Spirit they’re gone, spirit they’ve vanished / Danse Manatee

2CD, Fat Cat

The music of the Animal Collective is like nothing you have heard before and everything you have heard before all at the same time. It is psychedelic-folk-pop-space-rock-experimental-electronic-industrial-(post)modern-classical composition / improvisation with a little something thrown in from the Sixties, Seventies, Eighties, Nineties, this century and maybe some of those ahead as well. The Fat Cat-CD compiles their first and second full length albums, released in miniscule quantities somewhere in the last years. The animal collective seem to be more activists or explorers or experimentators than musicians, though they are definitely more musicians than leaders or agitators.
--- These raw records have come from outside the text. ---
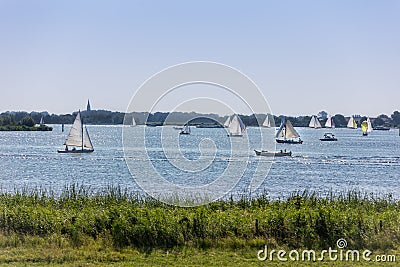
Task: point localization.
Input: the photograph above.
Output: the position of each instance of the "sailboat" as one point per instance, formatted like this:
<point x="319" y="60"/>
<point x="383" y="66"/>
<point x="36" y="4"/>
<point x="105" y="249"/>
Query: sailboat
<point x="352" y="123"/>
<point x="314" y="122"/>
<point x="366" y="127"/>
<point x="287" y="134"/>
<point x="269" y="121"/>
<point x="227" y="122"/>
<point x="78" y="137"/>
<point x="41" y="121"/>
<point x="133" y="122"/>
<point x="329" y="122"/>
<point x="236" y="127"/>
<point x="185" y="130"/>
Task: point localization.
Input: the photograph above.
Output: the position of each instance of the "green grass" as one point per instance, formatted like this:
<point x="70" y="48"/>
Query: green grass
<point x="117" y="228"/>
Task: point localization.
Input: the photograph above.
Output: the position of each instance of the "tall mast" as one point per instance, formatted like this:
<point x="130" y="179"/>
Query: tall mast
<point x="81" y="127"/>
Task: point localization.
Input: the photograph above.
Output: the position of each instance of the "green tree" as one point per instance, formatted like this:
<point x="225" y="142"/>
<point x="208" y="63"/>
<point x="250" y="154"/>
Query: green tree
<point x="28" y="121"/>
<point x="7" y="120"/>
<point x="379" y="121"/>
<point x="340" y="120"/>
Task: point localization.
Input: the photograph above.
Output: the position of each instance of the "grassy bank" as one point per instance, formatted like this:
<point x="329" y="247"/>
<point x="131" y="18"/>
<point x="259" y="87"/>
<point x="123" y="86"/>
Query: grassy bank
<point x="114" y="227"/>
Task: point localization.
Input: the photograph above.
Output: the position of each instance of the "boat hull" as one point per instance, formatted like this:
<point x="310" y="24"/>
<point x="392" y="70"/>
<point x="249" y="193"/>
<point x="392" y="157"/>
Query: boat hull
<point x="235" y="135"/>
<point x="289" y="141"/>
<point x="77" y="151"/>
<point x="273" y="153"/>
<point x="328" y="139"/>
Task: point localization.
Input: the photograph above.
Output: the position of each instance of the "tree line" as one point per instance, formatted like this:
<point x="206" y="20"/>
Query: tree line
<point x="104" y="117"/>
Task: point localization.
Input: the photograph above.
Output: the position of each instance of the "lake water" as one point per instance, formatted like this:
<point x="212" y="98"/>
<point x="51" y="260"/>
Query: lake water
<point x="29" y="160"/>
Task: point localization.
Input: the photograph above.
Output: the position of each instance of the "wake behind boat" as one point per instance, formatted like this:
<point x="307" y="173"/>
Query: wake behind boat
<point x="78" y="138"/>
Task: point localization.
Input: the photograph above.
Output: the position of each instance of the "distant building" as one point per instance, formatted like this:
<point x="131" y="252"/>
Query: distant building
<point x="88" y="106"/>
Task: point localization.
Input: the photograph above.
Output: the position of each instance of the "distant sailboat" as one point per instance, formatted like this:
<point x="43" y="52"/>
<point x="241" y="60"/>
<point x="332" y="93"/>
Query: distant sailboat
<point x="236" y="127"/>
<point x="366" y="127"/>
<point x="329" y="122"/>
<point x="287" y="134"/>
<point x="133" y="122"/>
<point x="41" y="121"/>
<point x="78" y="137"/>
<point x="352" y="123"/>
<point x="269" y="121"/>
<point x="314" y="122"/>
<point x="227" y="122"/>
<point x="185" y="130"/>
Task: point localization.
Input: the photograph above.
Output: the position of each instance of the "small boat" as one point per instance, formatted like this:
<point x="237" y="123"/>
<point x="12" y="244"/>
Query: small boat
<point x="381" y="128"/>
<point x="41" y="123"/>
<point x="185" y="130"/>
<point x="269" y="121"/>
<point x="266" y="153"/>
<point x="236" y="127"/>
<point x="352" y="123"/>
<point x="227" y="122"/>
<point x="78" y="138"/>
<point x="314" y="123"/>
<point x="328" y="137"/>
<point x="287" y="134"/>
<point x="366" y="127"/>
<point x="133" y="123"/>
<point x="329" y="122"/>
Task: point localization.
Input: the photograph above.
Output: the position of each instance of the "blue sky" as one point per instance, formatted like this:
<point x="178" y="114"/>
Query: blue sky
<point x="306" y="56"/>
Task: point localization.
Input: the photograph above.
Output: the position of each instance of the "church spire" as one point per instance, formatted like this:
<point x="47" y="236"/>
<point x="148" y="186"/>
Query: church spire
<point x="88" y="106"/>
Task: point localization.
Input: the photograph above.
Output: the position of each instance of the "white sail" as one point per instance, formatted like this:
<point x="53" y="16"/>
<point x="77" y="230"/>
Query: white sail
<point x="290" y="132"/>
<point x="281" y="131"/>
<point x="236" y="127"/>
<point x="352" y="123"/>
<point x="329" y="122"/>
<point x="314" y="122"/>
<point x="186" y="129"/>
<point x="269" y="121"/>
<point x="74" y="137"/>
<point x="369" y="129"/>
<point x="227" y="122"/>
<point x="88" y="142"/>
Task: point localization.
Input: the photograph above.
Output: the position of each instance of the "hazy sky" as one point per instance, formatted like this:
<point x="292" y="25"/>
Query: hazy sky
<point x="306" y="56"/>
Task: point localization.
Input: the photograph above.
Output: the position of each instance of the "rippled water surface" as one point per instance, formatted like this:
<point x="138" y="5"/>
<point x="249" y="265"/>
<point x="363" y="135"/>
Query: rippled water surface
<point x="369" y="164"/>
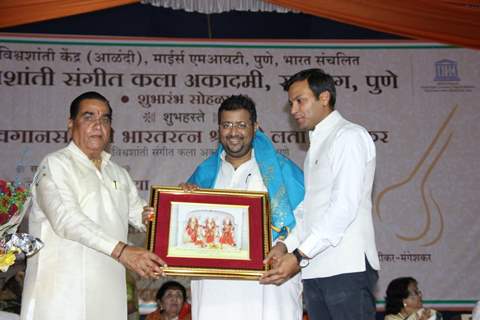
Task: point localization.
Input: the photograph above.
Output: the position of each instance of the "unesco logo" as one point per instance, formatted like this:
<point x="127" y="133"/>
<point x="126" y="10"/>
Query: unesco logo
<point x="446" y="70"/>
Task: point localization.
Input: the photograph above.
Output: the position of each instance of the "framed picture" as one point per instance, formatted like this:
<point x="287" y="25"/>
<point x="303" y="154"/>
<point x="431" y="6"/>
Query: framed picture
<point x="210" y="233"/>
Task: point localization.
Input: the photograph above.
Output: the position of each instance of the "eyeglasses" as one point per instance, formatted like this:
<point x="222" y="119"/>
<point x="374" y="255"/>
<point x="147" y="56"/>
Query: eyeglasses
<point x="238" y="125"/>
<point x="416" y="293"/>
<point x="105" y="120"/>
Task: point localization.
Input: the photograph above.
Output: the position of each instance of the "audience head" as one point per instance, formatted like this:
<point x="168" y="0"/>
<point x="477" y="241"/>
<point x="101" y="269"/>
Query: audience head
<point x="403" y="296"/>
<point x="170" y="297"/>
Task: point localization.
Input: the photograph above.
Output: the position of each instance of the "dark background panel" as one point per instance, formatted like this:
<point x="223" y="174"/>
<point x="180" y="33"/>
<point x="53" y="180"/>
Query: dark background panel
<point x="137" y="20"/>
They regard being atonal as being a different kind of tonal, and then go and search for some more ways to do things, but never seem to leave the path at the same time. They make The Flaming Lips look like Top Of The Pops.

The great thing about music and about occupying oneself with music is the fact, that the more music you hear and the more you learn about music, the more you get from music you hear[1]. Unfortunately, to most people music is just something to listen to on the radio, something that adds an auditive colour to their surroundings, like a piece of furniture or tapestry. And it can do that. Actually, music is really good in that. But that is just such a poor thing to do to an artform, even if it is just pop-music or chartsmusic, we are talking about. But people who have large record-collections won’t ever do that (normally). If their record-collections contain a large variety of styles then it is even further from their minds to treat music as something secondary or not important. Why am I writing all this down? Because I have wild guess, that Avey Tare, Panda Bear, Geologist and Deaken, who are the current core-members of the Animal Collective, have really really large record collections. And accordingly large interest and knowledge about music, which they let drop into their own music each and every moment, making this double CD, which contains the first two albums of the Animal Collective, an amiable, illustrious trip through a wonderful collection of musical connotations, hints and influences, all mixed and fused into a jingly-jangly, ripped and stitched style of noise-folk that goes from songwriter meets electronica to space-cadet meets laptop-glitches. It’s a wild ride for sure at times.

Or imagine Black Dice trying to make folk-music, or Helios Creed trying his hand at electronic pop-music. Funnily, though, it works. Seems to me the basic structure is always a few chords on an old, rusty acoustic guitar and a vocal melody-line paired with epileptic field-drumming. The basic sound is always one that seems to be live, adding to the recording a more radiating, human shine, but also the remembrance of chaos and irrationality. The rest is open to anything, from bursts of pure noise to skewed background choirs to tribalism to a lot of psychedelic drugs and ever so forth. Which brings me to the point mentioned in the first paragraph – the members of the Animal Collective draw influences like someone else flips the pages of a foto-album. A little bit of mid-80ies industrial rhythms here, a little 70ies-Spacerock there, eclectic electronic soundscapes of the most current kind to basic modular rhythms of the late 80ies-Krautrock, some late Sixties / early Seventies rocksingers, to minimalism and field-recordings and high frequency disturbances and more and more and more. The connections beam in all directions like one large halo of light. The vast array of different sounds makes every comparison drawn right and wrong at the same time.

The politics behind the Animal Collective (and there is always a politic behind anything that calls itself a “collective”) is exactly that: to show that all of history is just one point in time: now. And that starting from this endlessly tiny point virtually everything is possible. There are no rules to what is allowed and what isn’t. Whatever seems right, is right. The main points of making music is to make it organic, whereas harmonious or understandable are of no artistic value. Hm, its good to have that written down once again. Overall, the members of the Animal Collective are not above living out their natural affinity for pop-music, but they drown it with their artistic approach of everything is allowed, nothing is forbidden.

“Spirit they’re gone, spirit they’ve vanished” has been released in 2000 by the Animal Collective itself. “Danse Manatee” was released in a limited edition of 300 by Catsup Plate in 2001. Therefore it was high time that someone found a heart to release this record. Fat Cat did it and I am grateful, because now I can drowse myself in the otherworldliness of these skewed and weird songs, that give me so much to wonder and ponder about. In the meantime some more records have been released under analogue adverse circumstances, so what are the chances that I’ll ever find some more of the Animal Collective at my record dealer of choice. Well, this double-CD is more than enough to swallow first hand anyway.
 

[1] Thinking about it, it strikes me, that this is true for every artform and for almost everything else as well. Of course, to pursue an occupation you have to find an inner affinity to your object of desire. That is why making your hobby your profession is such a great treat.